Where are the factories located?

Date posted: June 19, 2013

When we think about the history of our country and manufacturing, many of us think about the big steel mills and auto factories in the north and Midwest.  Or of farms in the south and west. But this thinking may out of date. N.C. State University economist Mike Walden responds.

“I grew up in the Midwest and Ohio, and I think that when I was growing up in the ‘50s and ‘60s, that was the perspective. And it was actually a true perspective. The south was mainly an area of farms, so too the west until you got to California. The big industrial areas of the country were in the midwest and north.

That really has all changed dramatically. In fact, the latest numbers that we have from the federal government — and this may shock a lot of our listeners — show that in terms of measuring the concentration of manufacturing by the percentage that manufacturing makes up of the regional economy, the southeast is now the largest manufacturing sector in the country.

Twenty percent — over 20 percent of total economic activity in the southeast — is from manufacturing. That’s the highest for any region. And I think people will anecdotally know of stories of factories moving out of the midwest, factories moving out of the north to the south.
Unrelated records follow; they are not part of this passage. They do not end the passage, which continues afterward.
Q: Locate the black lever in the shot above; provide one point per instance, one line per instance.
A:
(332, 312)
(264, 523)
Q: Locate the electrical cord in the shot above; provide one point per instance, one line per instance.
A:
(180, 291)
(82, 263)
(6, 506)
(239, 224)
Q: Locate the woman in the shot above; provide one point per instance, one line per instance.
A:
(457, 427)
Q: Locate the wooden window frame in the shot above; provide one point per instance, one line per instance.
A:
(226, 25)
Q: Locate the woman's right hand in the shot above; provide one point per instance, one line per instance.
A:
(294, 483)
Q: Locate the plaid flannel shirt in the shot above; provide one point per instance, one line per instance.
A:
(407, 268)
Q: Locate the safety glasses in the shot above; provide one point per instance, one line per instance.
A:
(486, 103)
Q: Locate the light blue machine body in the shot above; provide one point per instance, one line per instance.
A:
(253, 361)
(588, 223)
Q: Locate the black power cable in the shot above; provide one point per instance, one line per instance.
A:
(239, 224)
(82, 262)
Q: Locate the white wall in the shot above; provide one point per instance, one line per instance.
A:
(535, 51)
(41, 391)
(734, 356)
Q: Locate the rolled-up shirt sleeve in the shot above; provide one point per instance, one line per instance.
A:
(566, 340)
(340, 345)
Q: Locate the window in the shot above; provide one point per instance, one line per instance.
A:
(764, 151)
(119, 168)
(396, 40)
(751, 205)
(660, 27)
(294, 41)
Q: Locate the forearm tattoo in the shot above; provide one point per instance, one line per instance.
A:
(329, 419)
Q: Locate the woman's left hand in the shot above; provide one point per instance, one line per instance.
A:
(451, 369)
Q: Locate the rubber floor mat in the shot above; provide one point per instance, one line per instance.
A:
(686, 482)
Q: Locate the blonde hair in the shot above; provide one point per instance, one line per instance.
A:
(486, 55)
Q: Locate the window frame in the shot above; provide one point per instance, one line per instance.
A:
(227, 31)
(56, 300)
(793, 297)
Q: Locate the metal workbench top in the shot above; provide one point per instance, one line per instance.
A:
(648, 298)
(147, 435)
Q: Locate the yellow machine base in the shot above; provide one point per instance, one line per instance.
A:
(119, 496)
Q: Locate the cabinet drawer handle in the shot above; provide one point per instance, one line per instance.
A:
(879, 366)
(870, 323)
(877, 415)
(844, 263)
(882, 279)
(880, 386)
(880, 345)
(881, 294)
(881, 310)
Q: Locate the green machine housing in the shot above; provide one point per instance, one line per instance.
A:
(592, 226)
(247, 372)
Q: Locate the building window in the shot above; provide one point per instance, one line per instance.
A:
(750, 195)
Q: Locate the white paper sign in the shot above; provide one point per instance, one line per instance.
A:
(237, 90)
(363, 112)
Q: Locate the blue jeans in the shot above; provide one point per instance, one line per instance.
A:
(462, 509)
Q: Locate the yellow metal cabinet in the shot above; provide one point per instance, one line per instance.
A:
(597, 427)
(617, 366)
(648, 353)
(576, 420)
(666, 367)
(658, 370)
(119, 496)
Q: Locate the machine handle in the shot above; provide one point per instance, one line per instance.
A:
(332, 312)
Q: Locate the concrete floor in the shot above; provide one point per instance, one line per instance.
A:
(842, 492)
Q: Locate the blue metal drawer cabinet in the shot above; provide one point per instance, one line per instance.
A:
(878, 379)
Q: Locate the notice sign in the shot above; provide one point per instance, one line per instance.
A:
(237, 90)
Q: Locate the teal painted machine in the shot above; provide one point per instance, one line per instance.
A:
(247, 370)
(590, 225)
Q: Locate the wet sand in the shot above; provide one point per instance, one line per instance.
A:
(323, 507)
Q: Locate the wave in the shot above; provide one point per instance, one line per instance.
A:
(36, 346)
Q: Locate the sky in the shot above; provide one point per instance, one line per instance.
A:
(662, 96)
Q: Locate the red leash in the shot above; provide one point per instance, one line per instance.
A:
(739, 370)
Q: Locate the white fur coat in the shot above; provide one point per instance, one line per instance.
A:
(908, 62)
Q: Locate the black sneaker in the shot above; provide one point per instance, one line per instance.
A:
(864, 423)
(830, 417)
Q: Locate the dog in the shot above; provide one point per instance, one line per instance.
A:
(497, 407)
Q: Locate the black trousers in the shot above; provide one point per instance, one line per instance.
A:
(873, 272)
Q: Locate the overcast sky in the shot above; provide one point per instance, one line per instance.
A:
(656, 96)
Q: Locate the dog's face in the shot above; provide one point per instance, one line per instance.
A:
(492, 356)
We’ve seen a lot of that, for example, in the auto industry. I think the big reasons for this have to do with — number one — with the changing nature of the manufacturing segment of our economy. For example, technology is now much more important than, for example, making steel. Also, the south has advantages in terms of costs, weather, cheaper land. So yes, now when you think of factories, when you think of manufacturing, you really should think of the south and specifically the southeast.”